With Brexit currently dominating the news, many people are talking and writing about the potential impact that it is going to have on the UK property market and mortgage interest rates. In areas such as central London, where some property prices have been decreasing since 2013, Brexit, together with increases in tax, has meant that these prices have fallen further. For example, the average property price in September last year in the London Borough of Hammersmith and Fulham down was 4.6% year on year. But, in total was down by 7.2% versus August 2015.
With this being said, many people do not have a choice about whether and when to buy and sell. Most people typically move because of a significant change in life circumstances whether planned or not.
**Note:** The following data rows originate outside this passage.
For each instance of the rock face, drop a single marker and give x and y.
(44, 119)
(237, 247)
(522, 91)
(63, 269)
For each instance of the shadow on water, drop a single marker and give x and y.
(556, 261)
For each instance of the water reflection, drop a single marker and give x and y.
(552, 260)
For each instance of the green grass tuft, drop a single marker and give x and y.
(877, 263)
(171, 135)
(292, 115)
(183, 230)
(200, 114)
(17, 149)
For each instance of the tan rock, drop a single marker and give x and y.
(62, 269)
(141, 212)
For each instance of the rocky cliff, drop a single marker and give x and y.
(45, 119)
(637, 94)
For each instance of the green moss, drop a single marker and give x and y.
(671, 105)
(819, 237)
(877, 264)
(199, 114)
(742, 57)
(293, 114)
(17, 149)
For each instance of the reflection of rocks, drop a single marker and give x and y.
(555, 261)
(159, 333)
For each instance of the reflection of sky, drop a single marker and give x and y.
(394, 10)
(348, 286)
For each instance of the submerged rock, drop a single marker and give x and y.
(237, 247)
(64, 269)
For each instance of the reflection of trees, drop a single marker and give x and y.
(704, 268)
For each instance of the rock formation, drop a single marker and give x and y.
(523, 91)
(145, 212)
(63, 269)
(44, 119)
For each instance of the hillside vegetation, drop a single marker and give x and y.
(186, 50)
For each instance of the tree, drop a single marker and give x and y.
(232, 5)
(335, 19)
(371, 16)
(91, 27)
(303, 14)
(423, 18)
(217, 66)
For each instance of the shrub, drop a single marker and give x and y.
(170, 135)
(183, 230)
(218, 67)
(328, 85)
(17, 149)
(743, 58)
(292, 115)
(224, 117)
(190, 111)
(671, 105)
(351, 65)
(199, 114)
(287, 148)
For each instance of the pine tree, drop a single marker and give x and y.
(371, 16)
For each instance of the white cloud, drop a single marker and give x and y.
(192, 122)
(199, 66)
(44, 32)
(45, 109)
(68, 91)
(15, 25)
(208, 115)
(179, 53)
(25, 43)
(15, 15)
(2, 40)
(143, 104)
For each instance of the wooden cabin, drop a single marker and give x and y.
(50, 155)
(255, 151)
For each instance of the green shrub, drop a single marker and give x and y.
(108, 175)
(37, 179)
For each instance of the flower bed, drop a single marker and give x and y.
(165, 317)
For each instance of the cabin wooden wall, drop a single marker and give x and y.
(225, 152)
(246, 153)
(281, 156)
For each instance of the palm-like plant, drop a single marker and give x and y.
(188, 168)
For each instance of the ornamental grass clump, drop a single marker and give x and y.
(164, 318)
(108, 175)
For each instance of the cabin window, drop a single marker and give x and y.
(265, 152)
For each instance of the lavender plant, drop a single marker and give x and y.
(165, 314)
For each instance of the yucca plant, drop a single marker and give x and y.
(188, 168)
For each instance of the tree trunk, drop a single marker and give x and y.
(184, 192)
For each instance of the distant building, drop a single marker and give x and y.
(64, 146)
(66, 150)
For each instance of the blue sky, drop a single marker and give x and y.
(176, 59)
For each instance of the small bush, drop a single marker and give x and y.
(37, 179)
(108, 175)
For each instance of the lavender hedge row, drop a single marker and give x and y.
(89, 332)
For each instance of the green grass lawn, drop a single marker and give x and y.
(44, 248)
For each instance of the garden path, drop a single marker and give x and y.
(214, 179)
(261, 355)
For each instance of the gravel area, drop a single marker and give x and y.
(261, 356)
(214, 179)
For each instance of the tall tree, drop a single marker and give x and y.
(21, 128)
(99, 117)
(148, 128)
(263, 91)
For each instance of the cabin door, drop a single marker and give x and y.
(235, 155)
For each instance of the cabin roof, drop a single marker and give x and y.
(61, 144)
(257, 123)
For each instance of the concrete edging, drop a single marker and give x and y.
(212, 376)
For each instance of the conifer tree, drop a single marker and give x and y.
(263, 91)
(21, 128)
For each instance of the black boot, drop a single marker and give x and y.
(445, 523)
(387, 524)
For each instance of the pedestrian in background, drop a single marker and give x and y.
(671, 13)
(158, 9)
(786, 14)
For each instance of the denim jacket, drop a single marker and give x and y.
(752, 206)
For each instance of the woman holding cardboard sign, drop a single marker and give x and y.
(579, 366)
This could include:
- Getting married or divorced
- Having a child
- Health reasons
- Being in debt
- Relocating for work
- Relocating for school catchment areas
- Following bereavement
For those who do not have a choice but to move home, this may be a less-than-ideal time to do it. However, for investors, economic uncertainty can offer great future opportunities to secure discounted deals that don’t tend to be available during more financially settled times – so now could be a good time for those who have the capital and resources to invest to secure a bargain.
Potential Buyers and Sellers Are Choosing to Stay Put
The time it would take for the UK Government to negotiate fresh deals and relationships with the European Union could potentially put the brakes on short- to medium-term housing activity. In other words, and to put it simply, if people don’t need to move, then they are not going to.
More Pressure on Housing Stock
Britain leaving the European Union could prompt the government to tighten control of our borders. And this could result in a last-minute deluge in immigration, which will put short-term pressure on housing stock and demand.
Less Demand for High-End Property
If major international businesses relocate their headquarters outside of the UK in the aftermath of leaving the European Union, a large amount of highly-paid and wealthy executives will follow. This could result in a lower demand for high-end property, particularly in the capital and the south-east, further fuelling price reductions that are already underway.
House Prices Head South
UK house price growth is already beginning to tail off. But some property market professionals believe Brexit could trigger price falls as uncertainty prevails and demand for housing weakens.
New-Build Homes Will Be More Expensive
Any limitations on immigration under Brexit could result in fewer construction workers coming to the UK from overseas. And, if the demand for labour begins to overtake supply, then costs will rise for housing developers.
Less International Students Looking for Places to Stay
Changing enrolment rules and regulations for universities and colleges after Brexit could put off international students from coming to the United Kingdom to study for their qualifications. This would have a knock-on effect on the demand for property – which would spell bad news for student landlords.
While Brexit on its own might not directly affect the property marketplace, it has reduced the majority of people’s confidence when it comes to making major financial decisions such as buying a new property. So, together with other negative economic news that came out in 2018- including significant job losses and pressures on high street businesses, Brexit has given the majority of people a reason to put off moving home until things have settled down or are at least a little more transparent than it is now.